GaussianLikelihoodWithUpperLimits handles datasets that mix genuine detections with non-detection upper limits. Each data point is flagged as a detection or upper limit via a boolean detections array (True = detection, False = upper limit).

For detections the standard Gaussian log-likelihood is used. For upper limits the likelihood contribution is the CDF probability that the true value lies on the correct side of the limit:

  • Flux / flux_density / luminosity data: upper limit means the true value is below the limit, so the contribution is \(\log \Phi\!\left(\frac{y_{\rm lim} - \mu}{\sigma}\right)\).

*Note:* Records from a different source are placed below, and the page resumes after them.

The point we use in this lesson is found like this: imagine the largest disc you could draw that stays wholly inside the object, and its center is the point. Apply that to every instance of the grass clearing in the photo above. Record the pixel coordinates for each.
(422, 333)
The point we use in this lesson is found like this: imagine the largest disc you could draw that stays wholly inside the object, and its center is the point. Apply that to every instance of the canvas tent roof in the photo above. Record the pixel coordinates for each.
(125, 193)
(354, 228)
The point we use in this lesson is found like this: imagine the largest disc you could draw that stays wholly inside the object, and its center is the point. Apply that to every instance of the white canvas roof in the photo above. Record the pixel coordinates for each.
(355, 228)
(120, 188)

  • Magnitude data: upper limit means the true value is fainter (larger magnitude) than the limit, so the sign is reversed.

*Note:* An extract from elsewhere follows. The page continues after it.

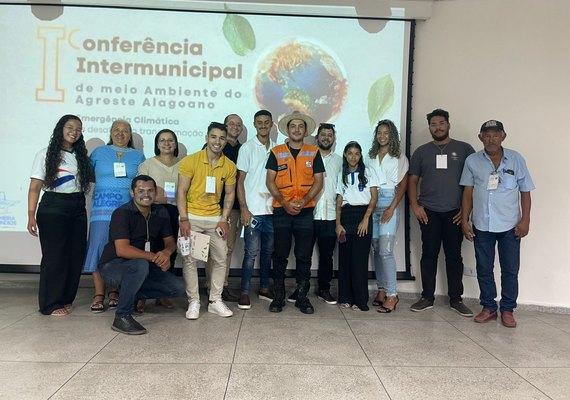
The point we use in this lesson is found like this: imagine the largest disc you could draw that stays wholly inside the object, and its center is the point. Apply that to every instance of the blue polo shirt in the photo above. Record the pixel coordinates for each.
(496, 210)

The simplest way to use this is to load simulated data with include_upper_limits=True, which automatically populates the detections array and substitutes limiting magnitudes for NaN values in the non-detection rows:

transient = redback.transient.Transient.from_simulated_optical_data(
    name='my_transient',
    data_mode='magnitude',
    include_upper_limits=True,
    upper_limit_sigma=3.0,   # sigma level of the limits, default 3
)

When fitting, redback automatically selects GaussianLikelihoodWithUpperLimits if the transient has upper limits:

result = redback.fit_model(
    transient=transient,
    model='arnett_bolometric',
    ...
)

You can also construct the likelihood manually:

import numpy as np
from redback.likelihoods import GaussianLikelihoodWithUpperLimits

detections = np.array([True, True, False, True, False])  # False = upper limit
likelihood = GaussianLikelihoodWithUpperLimits(
    x=time, y=magnitude, sigma=mag_err,
    function=my_model,
    detections=detections,
    upper_limit_sigma=3.0,   # sigma level the limits were reported at
    data_mode='magnitude',   # or 'flux', 'flux_density', 'luminosity'
)

Important: upper limit y-values must be finite. For simulated data, the limiting magnitude is substituted automatically. For manually constructed datasets, replace any NaN upper limit values with the actual limiting magnitude or flux before passing to the likelihood.

Joint likelihoods

Any likelihood can be combined with another likelihood to form a joint likelihood. This is useful when you want to jointly fit two different types of data. For example, GW and EM data. Or GRB prompt and afterglow data. Or a spectrum and photometry of your favourite transient.